Il costo degli interventi di potatura risulta estremamente variabile in funzione alla difficoltà dell’intervento. La dimensione e la conformazione della pianta da potare, nonché il tipo di potatura richiesta sono i parametri che incidono maggiormente sul costo dell’operazione.

Dopo la potatura occorrono in media 3 – 5 anni affinché la pianta giunga ad una produzione ottimale.

Innesti / Rinfoltimenti

Il ripristino del sesto di impianto (la cui densità ottimale per piante di pregio è di 80 – 120 soggetti/ha) o la sostituzione delle piante non più recuperabili, andrà eseguita realizzando innesti su selvaggioni o su polloni opportunamente selezionati. L’impiego di materiale vivaistico richiede una certa prudenza poiché in alcuni casi è stato trovato infetto con Phytophthora cinnamomo o Phytophthora cambivora.
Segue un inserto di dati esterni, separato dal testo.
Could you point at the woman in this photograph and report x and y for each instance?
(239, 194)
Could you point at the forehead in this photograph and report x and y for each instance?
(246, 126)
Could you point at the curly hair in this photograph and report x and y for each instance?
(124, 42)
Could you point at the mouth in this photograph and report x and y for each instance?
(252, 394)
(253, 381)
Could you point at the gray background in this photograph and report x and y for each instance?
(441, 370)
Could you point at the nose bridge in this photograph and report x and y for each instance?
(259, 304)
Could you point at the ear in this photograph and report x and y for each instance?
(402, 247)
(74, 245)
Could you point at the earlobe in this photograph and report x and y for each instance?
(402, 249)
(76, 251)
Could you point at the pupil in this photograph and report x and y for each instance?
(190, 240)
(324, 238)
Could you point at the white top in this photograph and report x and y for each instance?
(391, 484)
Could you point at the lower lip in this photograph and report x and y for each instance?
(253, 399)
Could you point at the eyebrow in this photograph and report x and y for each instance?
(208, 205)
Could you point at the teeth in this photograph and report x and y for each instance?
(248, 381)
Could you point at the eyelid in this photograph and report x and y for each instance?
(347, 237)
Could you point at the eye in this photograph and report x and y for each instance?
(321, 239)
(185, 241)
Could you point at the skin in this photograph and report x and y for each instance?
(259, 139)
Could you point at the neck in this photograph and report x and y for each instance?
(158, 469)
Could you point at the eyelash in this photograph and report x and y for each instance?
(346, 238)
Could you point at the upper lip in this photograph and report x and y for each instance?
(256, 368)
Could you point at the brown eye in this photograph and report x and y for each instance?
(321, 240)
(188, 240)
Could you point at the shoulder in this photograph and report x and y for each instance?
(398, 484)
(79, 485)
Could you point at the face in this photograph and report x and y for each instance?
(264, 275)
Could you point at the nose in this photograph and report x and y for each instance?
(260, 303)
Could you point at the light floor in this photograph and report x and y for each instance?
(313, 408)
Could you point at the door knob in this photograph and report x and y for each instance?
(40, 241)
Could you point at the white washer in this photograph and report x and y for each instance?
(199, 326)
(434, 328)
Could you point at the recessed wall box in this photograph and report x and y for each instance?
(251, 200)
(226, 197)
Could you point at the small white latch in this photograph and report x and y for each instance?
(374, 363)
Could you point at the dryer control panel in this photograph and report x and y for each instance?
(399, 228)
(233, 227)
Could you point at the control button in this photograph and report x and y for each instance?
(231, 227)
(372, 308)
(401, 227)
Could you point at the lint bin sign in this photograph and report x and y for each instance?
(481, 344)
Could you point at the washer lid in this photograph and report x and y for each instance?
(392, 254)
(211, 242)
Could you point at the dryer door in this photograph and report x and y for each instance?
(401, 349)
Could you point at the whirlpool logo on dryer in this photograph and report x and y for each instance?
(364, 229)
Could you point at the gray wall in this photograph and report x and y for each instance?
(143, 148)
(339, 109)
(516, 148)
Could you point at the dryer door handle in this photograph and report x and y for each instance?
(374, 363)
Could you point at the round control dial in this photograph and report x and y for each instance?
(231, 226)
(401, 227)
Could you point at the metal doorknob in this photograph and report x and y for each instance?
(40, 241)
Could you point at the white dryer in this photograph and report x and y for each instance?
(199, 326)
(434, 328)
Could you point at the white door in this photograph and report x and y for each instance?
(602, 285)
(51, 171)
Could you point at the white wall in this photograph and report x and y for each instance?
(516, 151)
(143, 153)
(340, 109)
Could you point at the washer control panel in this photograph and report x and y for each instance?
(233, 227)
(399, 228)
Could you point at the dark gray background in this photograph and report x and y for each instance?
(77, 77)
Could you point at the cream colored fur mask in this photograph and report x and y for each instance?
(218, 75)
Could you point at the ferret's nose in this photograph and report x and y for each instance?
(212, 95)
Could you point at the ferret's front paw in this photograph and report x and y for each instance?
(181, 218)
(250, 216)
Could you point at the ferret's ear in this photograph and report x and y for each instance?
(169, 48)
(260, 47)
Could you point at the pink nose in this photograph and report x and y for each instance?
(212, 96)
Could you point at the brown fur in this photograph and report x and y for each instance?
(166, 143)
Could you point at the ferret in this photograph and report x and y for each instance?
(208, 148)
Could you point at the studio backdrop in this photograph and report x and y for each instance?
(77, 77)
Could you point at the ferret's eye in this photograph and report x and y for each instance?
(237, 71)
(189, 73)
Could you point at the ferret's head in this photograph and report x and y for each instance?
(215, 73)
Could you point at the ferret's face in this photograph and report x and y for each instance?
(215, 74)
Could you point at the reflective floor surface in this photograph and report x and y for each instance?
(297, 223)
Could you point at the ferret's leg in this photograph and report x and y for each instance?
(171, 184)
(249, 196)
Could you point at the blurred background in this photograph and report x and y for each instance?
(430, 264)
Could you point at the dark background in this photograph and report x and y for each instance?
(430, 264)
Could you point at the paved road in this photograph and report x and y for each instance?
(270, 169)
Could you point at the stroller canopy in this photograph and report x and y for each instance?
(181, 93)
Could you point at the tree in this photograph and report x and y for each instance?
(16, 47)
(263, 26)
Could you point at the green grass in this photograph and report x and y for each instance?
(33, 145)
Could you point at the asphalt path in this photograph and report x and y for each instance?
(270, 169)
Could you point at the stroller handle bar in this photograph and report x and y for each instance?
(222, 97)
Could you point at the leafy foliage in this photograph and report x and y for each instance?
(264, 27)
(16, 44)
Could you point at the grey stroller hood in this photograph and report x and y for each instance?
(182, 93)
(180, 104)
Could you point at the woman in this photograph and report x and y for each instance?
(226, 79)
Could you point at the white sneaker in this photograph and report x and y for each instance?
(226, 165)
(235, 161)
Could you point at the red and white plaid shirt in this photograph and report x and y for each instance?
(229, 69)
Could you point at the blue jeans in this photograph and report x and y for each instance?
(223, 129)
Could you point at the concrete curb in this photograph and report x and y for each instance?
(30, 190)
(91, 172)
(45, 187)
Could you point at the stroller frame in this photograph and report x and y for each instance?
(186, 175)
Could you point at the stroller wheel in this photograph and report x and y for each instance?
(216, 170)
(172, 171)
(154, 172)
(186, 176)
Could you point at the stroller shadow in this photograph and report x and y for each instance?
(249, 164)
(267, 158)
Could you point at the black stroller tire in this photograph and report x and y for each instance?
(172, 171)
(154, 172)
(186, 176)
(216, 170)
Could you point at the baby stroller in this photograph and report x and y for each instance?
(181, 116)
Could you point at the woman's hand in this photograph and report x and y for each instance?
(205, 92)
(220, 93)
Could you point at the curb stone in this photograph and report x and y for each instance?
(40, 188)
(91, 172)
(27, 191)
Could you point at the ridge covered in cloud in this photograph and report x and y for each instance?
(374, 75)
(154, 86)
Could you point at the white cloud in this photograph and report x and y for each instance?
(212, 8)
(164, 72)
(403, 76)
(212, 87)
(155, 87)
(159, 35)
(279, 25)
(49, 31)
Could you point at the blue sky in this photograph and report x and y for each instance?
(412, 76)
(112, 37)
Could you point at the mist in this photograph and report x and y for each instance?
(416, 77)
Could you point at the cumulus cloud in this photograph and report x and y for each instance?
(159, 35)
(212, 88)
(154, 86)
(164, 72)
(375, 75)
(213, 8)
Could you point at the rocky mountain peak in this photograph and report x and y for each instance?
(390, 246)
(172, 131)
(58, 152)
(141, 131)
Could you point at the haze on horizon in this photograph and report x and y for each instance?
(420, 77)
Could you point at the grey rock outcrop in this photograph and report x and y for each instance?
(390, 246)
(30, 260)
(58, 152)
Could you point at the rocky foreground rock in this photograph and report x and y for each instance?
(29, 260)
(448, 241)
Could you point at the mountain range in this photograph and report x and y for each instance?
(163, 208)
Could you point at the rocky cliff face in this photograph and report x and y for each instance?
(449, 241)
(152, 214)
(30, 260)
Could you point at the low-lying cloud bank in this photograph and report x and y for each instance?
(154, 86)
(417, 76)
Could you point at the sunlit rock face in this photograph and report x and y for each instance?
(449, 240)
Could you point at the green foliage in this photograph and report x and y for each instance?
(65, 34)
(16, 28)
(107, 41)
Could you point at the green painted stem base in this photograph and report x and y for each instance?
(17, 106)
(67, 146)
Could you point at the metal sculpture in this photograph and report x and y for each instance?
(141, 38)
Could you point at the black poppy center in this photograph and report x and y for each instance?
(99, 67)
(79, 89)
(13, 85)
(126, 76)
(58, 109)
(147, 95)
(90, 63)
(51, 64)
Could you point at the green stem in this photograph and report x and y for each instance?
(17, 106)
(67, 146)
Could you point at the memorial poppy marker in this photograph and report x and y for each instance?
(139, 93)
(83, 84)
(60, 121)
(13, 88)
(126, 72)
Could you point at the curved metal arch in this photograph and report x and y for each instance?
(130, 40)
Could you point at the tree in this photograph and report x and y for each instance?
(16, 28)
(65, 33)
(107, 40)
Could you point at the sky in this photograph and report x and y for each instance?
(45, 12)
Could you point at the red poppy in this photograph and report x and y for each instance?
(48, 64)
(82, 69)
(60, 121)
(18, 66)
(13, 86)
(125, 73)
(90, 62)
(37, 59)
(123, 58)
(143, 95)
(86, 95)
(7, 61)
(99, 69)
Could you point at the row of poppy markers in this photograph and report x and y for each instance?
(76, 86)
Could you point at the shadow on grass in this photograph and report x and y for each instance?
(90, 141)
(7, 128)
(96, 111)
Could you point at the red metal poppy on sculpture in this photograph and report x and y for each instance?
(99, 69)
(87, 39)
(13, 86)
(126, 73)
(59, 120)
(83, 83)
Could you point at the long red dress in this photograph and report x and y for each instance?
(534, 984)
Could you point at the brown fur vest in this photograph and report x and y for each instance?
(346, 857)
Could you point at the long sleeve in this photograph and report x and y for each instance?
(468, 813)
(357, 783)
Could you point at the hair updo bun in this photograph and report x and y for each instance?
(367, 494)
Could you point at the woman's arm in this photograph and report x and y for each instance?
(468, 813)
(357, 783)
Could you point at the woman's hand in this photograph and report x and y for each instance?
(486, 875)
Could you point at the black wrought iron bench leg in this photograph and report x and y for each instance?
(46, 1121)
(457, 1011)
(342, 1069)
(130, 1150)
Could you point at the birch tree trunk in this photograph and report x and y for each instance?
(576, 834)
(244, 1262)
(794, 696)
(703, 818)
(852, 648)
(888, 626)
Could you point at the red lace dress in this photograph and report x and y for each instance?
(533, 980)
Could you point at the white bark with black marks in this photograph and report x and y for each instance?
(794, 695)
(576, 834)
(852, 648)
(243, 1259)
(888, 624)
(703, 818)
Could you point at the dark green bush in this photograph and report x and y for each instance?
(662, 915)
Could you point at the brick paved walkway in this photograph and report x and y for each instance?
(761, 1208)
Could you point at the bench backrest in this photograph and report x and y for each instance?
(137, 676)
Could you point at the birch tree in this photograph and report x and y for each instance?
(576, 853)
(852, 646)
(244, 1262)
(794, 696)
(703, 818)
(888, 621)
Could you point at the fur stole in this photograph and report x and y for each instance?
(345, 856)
Certo esistono varietà di castagne e di marroni[2] di un certo interesse e in grado di fornire produzioni accettabili. A causa del disinteresse per la produzione di castagne e della perdita di professionalità da parte dei proprietari, molte varietà rischiano di andare perdute. Potrebbe risultare utile la realizzazione di una indagine varietale per l’identificazione delle varietà presenti sul territorio e la realizzazione di un impianto dove conservare cloni delle diverse varietà da impiegarsi come piante madri per la produzione di marze da innestare.

Sono da privilegiare gli innesti a rapida cicatrizzazione che richiedono piccoli tagli, come gli innesti a spacco inglese e a spacco pieno.

Negli anni immediatamente successivi all’innesto dovrà essere effettuata la ripulitura dei ricacci dalle ceppaie innestate.

È possibile che già alla fine del primo anno di vegetazione gli innesti realizzati a petto d’uomo abbiano raggiunto l’altezza idonea per l’impalcatura (180 – 200 cm.) e si può, pertanto, procedere alla loro cimatura. Altri interventi di potatura saranno poi necessari per indirizzare o correggere lo sviluppo della chioma.


[1] se la destinazione dell’area è prioritariamente turistico – ricreativa si potrà valutare la possibilità di rilasciare soggetti arborei di altre specie di particolare pregio.

[2] Marroni: 1-2 frutti per riccio, tegumento sottile e non penetrante nel seme, meno di 80 frutti/Kg.

Castagne: 2-4 frutti per riccio, tegumento ripetutamente penetrante nel seme, più di 80 frutti/Kg.